Decency and civility demanded that I shake her hand and give an account of my rough nursing. The cabin was already crowded. What shifting and rearranging her arrival might necessitate was a thing to which I should accommodate myself before the household settled down to sleep. Already I might have caused inconvenience by my disappearance.
As I drew near the house, the cracks of the shutters still held threads of light. At the threshold of the room where I had left Weighborne I hesitantly knocked.
"Come in," said a low voice—her voice.
I opened the door and halted in astonishment.
She was sitting before the fire in the rough chair which was usually occupied by the old woman and her eyes were fixed on the flaring logs and the white ashes below them. She was leaning forward with her brows slightly drawn in a troubled and pained expression. The blaze threw shifting dashes of carmine on her cheeks and heightened the rose-madder of her lips. Her slender fingers were intertwined across her knees and one foot, cased in a riding-boot, was tapping the floor in evident annoyance.
Her discarded sweater hung over the chair back and against its white background her graceful slenderness was clear drawn despite the loose folds of a blue flannel shirt. The open collar revealed the arch of her throat, and though it was now circled by rough fabric instead of pearls, it was the same throat and neck that had so imperiously supported the head of the island goddess. But the deep wistfulness of her face and the troubled rise and fall of her bosom with breathing that was akin to a sigh filled me with wonder. Then the complete loveliness of her, the yearning for her swept me, and I had to grip myself resolutely for control.

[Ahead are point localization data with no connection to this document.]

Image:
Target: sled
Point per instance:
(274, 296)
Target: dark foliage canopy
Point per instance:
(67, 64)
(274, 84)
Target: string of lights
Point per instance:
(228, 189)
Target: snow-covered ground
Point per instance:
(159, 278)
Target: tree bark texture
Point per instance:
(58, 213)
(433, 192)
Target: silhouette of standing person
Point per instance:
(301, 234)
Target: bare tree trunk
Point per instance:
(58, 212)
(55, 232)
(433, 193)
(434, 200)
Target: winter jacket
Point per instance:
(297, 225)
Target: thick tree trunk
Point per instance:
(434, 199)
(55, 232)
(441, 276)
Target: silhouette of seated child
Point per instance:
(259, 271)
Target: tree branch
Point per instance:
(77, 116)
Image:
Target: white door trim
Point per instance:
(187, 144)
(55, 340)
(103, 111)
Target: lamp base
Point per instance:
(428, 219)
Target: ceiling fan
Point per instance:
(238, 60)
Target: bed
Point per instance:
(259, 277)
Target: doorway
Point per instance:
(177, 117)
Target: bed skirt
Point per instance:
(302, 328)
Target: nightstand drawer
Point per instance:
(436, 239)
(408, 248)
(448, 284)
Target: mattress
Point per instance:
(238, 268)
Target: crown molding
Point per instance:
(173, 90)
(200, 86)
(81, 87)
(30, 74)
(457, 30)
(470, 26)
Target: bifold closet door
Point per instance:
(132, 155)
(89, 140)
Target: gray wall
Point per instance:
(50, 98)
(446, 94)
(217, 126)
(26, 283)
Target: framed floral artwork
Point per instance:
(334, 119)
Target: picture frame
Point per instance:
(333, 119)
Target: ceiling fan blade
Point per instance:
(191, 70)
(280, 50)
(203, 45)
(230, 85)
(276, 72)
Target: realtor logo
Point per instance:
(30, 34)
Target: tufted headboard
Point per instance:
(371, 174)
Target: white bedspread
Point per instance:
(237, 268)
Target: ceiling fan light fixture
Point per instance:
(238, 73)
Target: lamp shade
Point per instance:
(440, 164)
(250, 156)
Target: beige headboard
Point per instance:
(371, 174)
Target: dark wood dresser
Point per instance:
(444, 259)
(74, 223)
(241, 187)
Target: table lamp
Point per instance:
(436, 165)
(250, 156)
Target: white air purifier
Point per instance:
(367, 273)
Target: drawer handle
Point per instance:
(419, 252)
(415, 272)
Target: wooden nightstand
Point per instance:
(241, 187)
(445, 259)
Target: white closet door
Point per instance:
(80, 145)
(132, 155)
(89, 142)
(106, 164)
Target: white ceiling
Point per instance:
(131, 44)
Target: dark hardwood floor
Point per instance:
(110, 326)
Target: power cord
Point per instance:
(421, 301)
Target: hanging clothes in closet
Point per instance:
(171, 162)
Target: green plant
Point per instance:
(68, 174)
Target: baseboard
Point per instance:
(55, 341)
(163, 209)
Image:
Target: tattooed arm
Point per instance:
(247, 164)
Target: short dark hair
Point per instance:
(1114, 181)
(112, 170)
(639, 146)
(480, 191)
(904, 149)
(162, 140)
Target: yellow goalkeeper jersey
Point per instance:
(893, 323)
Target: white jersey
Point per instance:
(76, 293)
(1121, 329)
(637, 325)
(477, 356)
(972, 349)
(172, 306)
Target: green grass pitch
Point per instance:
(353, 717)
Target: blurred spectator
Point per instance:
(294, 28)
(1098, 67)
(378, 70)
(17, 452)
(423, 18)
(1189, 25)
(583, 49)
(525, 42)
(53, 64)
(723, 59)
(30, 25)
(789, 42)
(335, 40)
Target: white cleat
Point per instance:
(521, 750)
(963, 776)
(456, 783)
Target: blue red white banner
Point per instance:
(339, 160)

I must have let myself in very quietly, for she did not turn her head. But what held me in pause and anger was the discovery that Weighborne lay asleep and breathing heavily, as though the last hours had brought no exciting incident. Could it be possible that he had slept uninterruptedly? At the thought a wave of savage resentment swept me. Had she come to me I should have arisen to meet her, though I had to shake off the sleep of death itself and push my way through the heavy weight of the grave.
I went very quietly over to her, without speaking, and still she did not raise her eyes. I looked down, cursing myself that I had dared to suspect she could burgeon only in the affluence of satins.
Slowly her gaze came up and on seeing me she gave a little start. Then she spoke in a low voice which was a trifle cool.